The classic Dell Comics hero Turok returns this January in a new series from writer Ron Marz and artist Roberto Castro. This new story goes back to square one, as Turok chases after U.S. cavalrymen who have kidnapped his brother until he - and they - are transported to a strange world with dinosaurs and more.
Marz, who wrote Turok briefly during the character's time at Valiant in the 1990s, returns to the character for this standalone 'Year One' style adventure suited for new fans - but with acknowledgements for the long-time fans.
With Turok #1 scheduled to debut January 9, Marz spoke with Newsarama about this new Western-meets-fantasy series from Dynamite Entertainment.
Newsarama: Ron, what makes Turok unique?
Ron Marz: I think the simplicity of the concept is pretty great: a primitive warrior in an even more primitive land. I don’t think there are many modern comics that have dinosaurs as such an integral part of their storytelling.
I loved dinosaurs as a kid, and I still love them, so the chance to take on Turok was a great fit.
Nrama: There's a lot of history with Turok, but there's also a lot of people who don't really know the character.
What kind of story do you have planned to try to address that?
Marz: We’re very much starting on the ground floor. You don’t need to know any of Turok’s history or the backstory of any of the previous iterations. There’s nothing required, the reader can just jump in.
But if you’re a longtime Turok fan, the previous iterations are still an oar of this story. I don’t want to spoil where the story is going, so no details, but this is not an “everything you know is wrong” take. It’s an inclusive take that’s going to honor the previous versions as well.
Nrama: What's this world like Turok is transported to here - and are you still calling it the Lost Lands?
Marz: It’s very much a time-lost land, with an array of dinosaurs and primitives, kind of like classic Edgar Rice Burroughs tales in that respect. My intention for the Lost Land is for it to have a surprise around every corner.
Nrama: Is this a man versus nature kind of story, or is there a specific antagonist (or antagonists) in this for Turok? If so, who are they?
Marz: Yes to all of those. Obviously, there’s a man versus nature aspect in a bunch of hungry dinosaurs looking to devour on Turok and his brother. But there are definitely antagonists along as well, starting with a cavalry troop that’s pursuing the brothers in Colorado, looking to capture or kill them. The soldiers get drawn into the Lost Land as well, so they and Turok have to decide whether they’re enemies or allies in this new setting. And finally, there’s a mysterious bounty hunter who’s also pursuing Turok, and who is far more than he seems.
Nrama: Ron, I remember you doing Valiant's X-O Manowar in the 1990s but I don't believe you've ever penned a Turok story. What's been your views on Turok over the years as a fan, then as a writer?
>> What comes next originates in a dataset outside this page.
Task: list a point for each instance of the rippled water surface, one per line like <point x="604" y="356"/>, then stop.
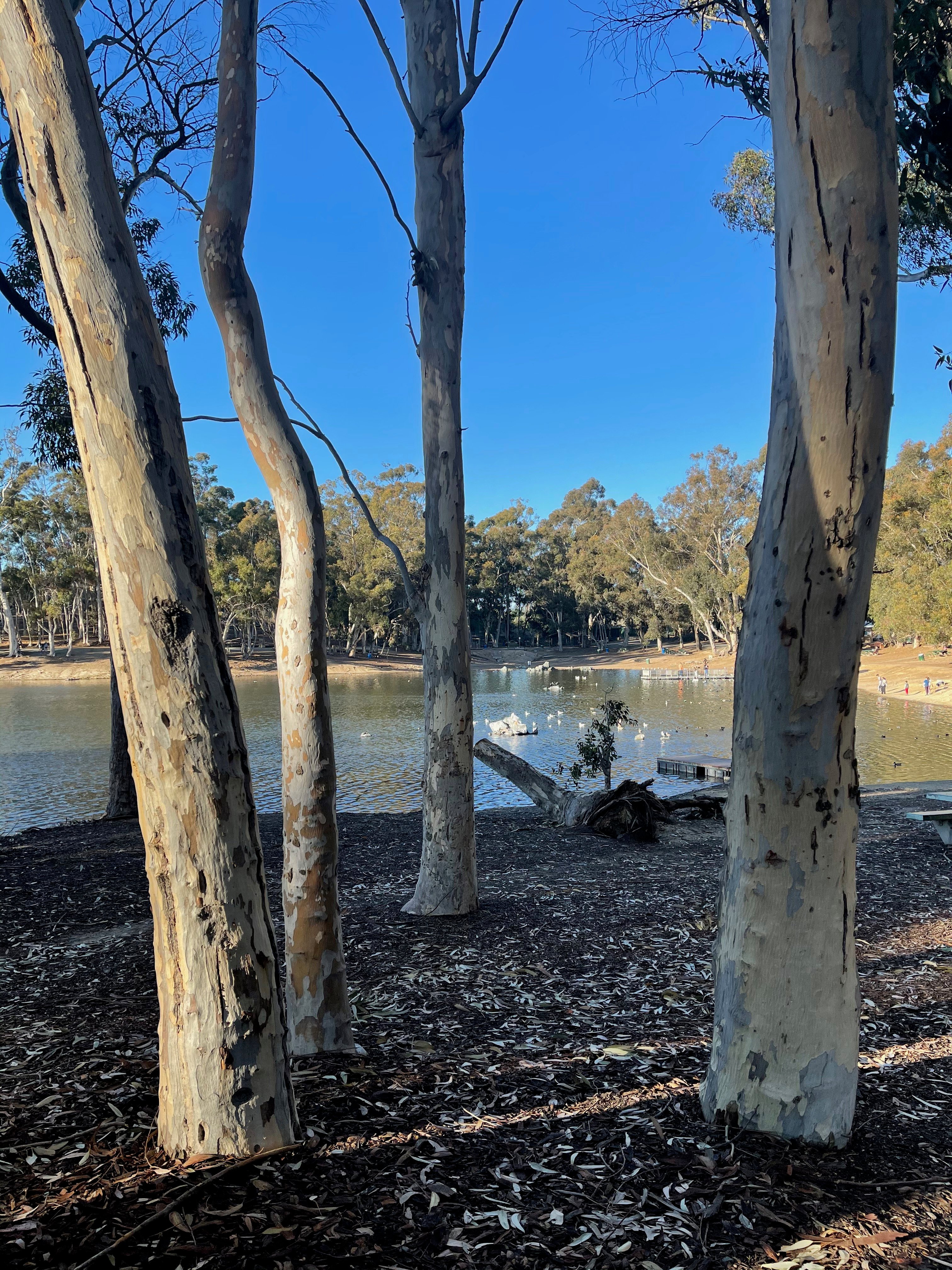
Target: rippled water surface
<point x="55" y="738"/>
Marz: Yup, this is my first real encounter with Turok as a writer, though I have a hazy memory of slipping a Turok appearance into one of our X-O issues. I can also remember, as a very small kid, seeing some of the 1960s Turok issues in a box of my brother’s comics in our basement. Certainly then as now, dinosaurs were the attraction. No matter what version, Turok has always been a bad ass, and we’re very much continuing that tradition.
Nrama: And on the other side of this, the authenticity. You have at your fingertips more research material than ever with the internet and experts to talk to. How are you going about writing an authentic Native American in Turok? For instance, what tribe is he a part of? At various times he's been associated with two fictional tribes.
Marz: In this version, Turok and Andar are from the Kiowa tribe, which was inspired by Joseph Turok in the video game version. I very much want to have a feel of authenticity for this, which is one of the reasons I set it in the Old West during the Indian Wars. The Kiowa put up pretty fierce resistance to the westward expansion of white settlers, and paid a brutal price for it. I liked the idea of juxtaposing the vanishing way of life for the Kiowa against a literal lost land.
Nrama: What are your goals with this series?
Marz: Ultimately, the same as any book I write, which is to write characters that the audience can care about, so they want to come back in a month to see what happens. That, and a big-time adventure with some breathtaking visuals. Part of my job is to give Roberto Castro some pages where he can really show off, and he’s doing that in a huge way. I feel like this is definitely the best stuff Roberto has ever drawn.
Nrama: I wanted to ask about Roberto. How did you land on him to do this?
Marz: Editor Matt Idelson and I came up with a pretty extensive list of possible Turok artists, including Roberto, who was actually suggested by Dynamite publisher Nick Barrucci. Nick really felt like Roberto would be a great fit, and signed off on Roberto drawing a batch of sample pages.
Obviously, the pages showed Roberto would be a great fit. Matt and I both knew we had our guy. And, frankly, Roberto's pages in issue #1 are even better than the samples.
Nrama: Last question, Ron. Say you're transported like Turok to this strange world. What are you doing to survive?
Marz: Find Turok, and ask him to save my ass!